When the war had started, a Taliban official quipped that this was world war one, a take on the fact that in the Great War, the Swiss, at least, were neutral. Not so in Operation Infinite Justice. The medievalist, retrogressive and fascist the Taliban undoubtedly were (will be, again) but their behaviour following the 9/11 attacks was not as intransigent as Western media led us to believe. And if a decision had indeed been taken to wipe out the Taliban regime, regardless of what could be worked out regarding Al-Qaeda, even then different approaches could have been adopted. Several key Pashtun leaders from southern Afghanistan had urged the US to disconnect the various tiers of the regime; that since the core group was extremely small, a communication disconnect could serve to topple the regime without much bloodshed. But wars needed to be waged and, perhaps, guns needed to be bought.

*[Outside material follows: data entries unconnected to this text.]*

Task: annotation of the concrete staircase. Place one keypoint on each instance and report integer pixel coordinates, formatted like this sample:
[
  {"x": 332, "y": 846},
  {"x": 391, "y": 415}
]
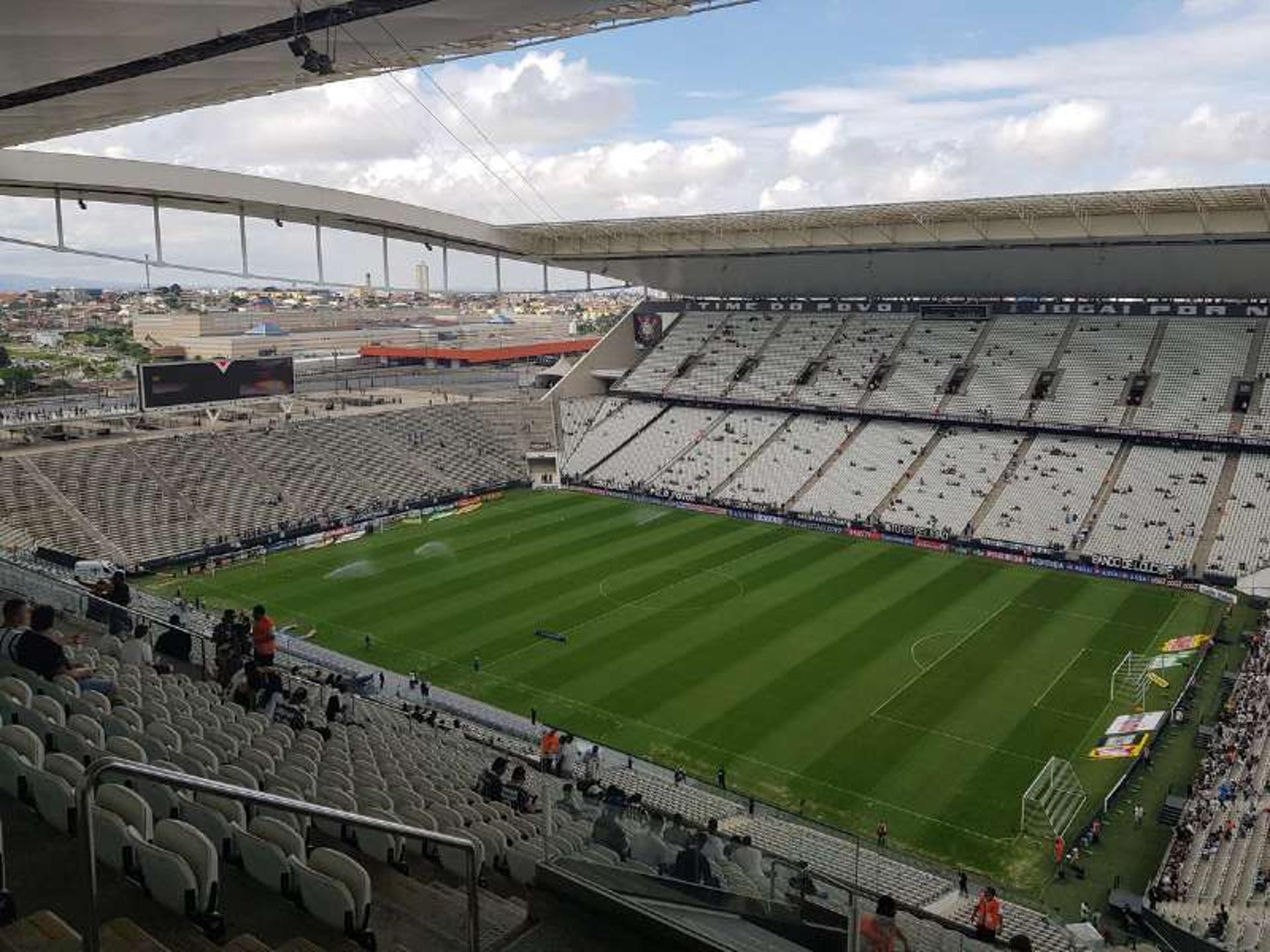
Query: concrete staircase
[
  {"x": 825, "y": 352},
  {"x": 690, "y": 447},
  {"x": 968, "y": 361},
  {"x": 1213, "y": 518},
  {"x": 1250, "y": 370},
  {"x": 165, "y": 489},
  {"x": 1100, "y": 500},
  {"x": 1147, "y": 364},
  {"x": 825, "y": 467},
  {"x": 913, "y": 469},
  {"x": 1000, "y": 485}
]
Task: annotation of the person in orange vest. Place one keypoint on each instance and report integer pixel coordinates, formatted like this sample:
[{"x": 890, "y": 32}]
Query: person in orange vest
[
  {"x": 262, "y": 637},
  {"x": 987, "y": 916},
  {"x": 549, "y": 749}
]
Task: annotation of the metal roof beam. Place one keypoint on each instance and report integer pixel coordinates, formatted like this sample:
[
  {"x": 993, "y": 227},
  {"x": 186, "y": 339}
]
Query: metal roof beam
[{"x": 278, "y": 31}]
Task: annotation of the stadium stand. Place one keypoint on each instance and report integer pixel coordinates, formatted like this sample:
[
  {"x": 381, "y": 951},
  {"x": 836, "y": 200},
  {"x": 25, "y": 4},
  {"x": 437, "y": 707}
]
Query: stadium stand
[
  {"x": 931, "y": 352},
  {"x": 724, "y": 356},
  {"x": 1044, "y": 499},
  {"x": 683, "y": 340},
  {"x": 715, "y": 457},
  {"x": 1014, "y": 350},
  {"x": 1094, "y": 371},
  {"x": 1194, "y": 370},
  {"x": 154, "y": 499},
  {"x": 864, "y": 343},
  {"x": 1213, "y": 879},
  {"x": 640, "y": 460},
  {"x": 952, "y": 483},
  {"x": 614, "y": 426},
  {"x": 786, "y": 354},
  {"x": 789, "y": 461},
  {"x": 860, "y": 480},
  {"x": 1171, "y": 509},
  {"x": 1158, "y": 507},
  {"x": 1242, "y": 541},
  {"x": 399, "y": 764}
]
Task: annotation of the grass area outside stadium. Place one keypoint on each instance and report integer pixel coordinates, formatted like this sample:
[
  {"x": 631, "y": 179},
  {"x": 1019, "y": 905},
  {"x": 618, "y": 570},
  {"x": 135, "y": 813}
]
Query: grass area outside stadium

Cut to the present: both the Pakistani and Afghan governments are a bit antsy at the moment while the US and Taliban thrash it out on the negotiating table. Reports are out of the two neighbouring countries wanting to have a window of negotiation of their own in Saudi Arabia. The Taliban appear to be open to this idea. It couldn’t get more of a Great Game than this.
Perhaps the US could have avoided the current free-for-all by either encouraging multilateral engagement or, at the very least, by ensuring the negotiation was done through the Afghan government.
On the home front: the right is vehement in its insistence that we should take a lesson in the West’s rapprochement with the Taliban. Comparing apples and oranges there. To Afghanistan, its own. We have a working democratic setup in Pakistan and no foreign occupation army. The writ of state should not be compromised on here.